You also must be very careful to do regular capacity testing as during normal active-active operations, the system has a lot more capacity in it as a whole than in its worst-case degraded state (as defined by your availability model). In our model, some application tiers have four servers in them—two in one datacenter and two in the other. Under this model, we work to ensure any one of the four servers has sufficient capacity to take on our peak load as the worst case scenario is for one server to fail on a weekend (expected type failure), and then for the opposite datacenter to have a complete outage.

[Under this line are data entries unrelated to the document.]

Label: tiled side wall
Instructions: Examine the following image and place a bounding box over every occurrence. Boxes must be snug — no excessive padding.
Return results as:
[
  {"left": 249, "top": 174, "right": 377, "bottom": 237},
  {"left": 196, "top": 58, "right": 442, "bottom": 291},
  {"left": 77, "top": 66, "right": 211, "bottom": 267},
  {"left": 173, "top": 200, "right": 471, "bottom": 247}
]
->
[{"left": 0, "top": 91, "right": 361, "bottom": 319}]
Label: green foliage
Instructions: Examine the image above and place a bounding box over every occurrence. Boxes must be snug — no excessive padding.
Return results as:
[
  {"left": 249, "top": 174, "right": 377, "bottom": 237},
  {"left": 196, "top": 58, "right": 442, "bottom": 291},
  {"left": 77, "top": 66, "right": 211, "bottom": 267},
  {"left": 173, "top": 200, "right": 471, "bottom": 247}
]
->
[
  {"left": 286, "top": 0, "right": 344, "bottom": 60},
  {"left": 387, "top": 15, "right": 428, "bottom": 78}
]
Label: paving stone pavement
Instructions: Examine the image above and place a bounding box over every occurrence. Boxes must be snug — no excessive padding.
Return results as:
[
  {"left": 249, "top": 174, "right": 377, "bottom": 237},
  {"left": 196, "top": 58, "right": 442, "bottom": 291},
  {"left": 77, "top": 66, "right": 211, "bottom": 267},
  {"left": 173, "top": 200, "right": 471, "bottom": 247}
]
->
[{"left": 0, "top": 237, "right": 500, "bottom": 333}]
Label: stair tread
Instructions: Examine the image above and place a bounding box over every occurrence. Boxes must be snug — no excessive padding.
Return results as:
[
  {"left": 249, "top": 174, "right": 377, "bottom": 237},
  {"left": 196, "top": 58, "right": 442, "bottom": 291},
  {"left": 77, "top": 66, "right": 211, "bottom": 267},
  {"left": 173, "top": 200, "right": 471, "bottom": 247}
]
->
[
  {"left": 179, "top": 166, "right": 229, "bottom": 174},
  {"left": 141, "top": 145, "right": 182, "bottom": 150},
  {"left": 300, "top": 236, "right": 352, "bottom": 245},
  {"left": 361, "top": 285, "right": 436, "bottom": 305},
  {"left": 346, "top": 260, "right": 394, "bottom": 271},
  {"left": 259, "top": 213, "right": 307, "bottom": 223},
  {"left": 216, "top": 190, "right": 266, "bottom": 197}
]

Another thing to be aware of is unanticipated coupling that may sneak into the system over time - in addition to switching traffic back and forth between datacenters regularly it is wise to actually test “pulling the plug” on a non-active datacenter (i.e. chopping off the network links to it) to ensure the remaining facility continues to run as expected. Where this comes into play is those inevitable systems that do have coupling between datacenters.
I am onboard, but how do I do it?
You will need to take things one-step-at-a-time. It took iovation several years, during which time we happened to be re-writing our application, which allowed us to design it in such a way to support active-active.
Infrastructure comes first. The design patterns for core infrastructure are well established and tested. It is just a matter of finding the right facilities, procuring the hardware, and deploying it appropriately. In our case, we have redundant Internet routers, firewalls, core switches, load balancers, monitoring servers, etc…in each of our datacenters. Then we have redundant 10 gigabit wave circuits between the datacenters.
Application design patterns on the other hand are still evolving to support this, but huge progress has been made as more tools become available to support this kind of design. We leverage tools such as Cassandra (NoSQL), Message Queueing, ElasticSearch, Postgres. Particular focus should be placed on Message Queue design as they are a great way to reduce coupling in an asynchronous fashion.
Eventual consistency is your friend! Really, it is! Nearly all applications can tolerate a little bit of eventual consistency which is how you eliminate coupling.
But what if my applications don’t support it?
Your options are a lot more limited, but first, push on your vendor to support active-active! It truly is the way of the future. However, there are some things you can do at lower levels leveraging technologies such as VMware, though these are really more targeted at active/passive type designs. If you do go with an active/passive design, the key is to fail back and forth regularly (i.e. WEEKLY) that way you know your procedure is well rehearsed and tested.
While iovation launched active-active in order to enhance system availability, it turned out the overwhelming benefit was the culture change that it brought to the organization. The biggest takeaway—active-active architectures are now within reach of companies smaller than the hyper-giants Google/Amazon/Apple. Once you go active-active you will never go back!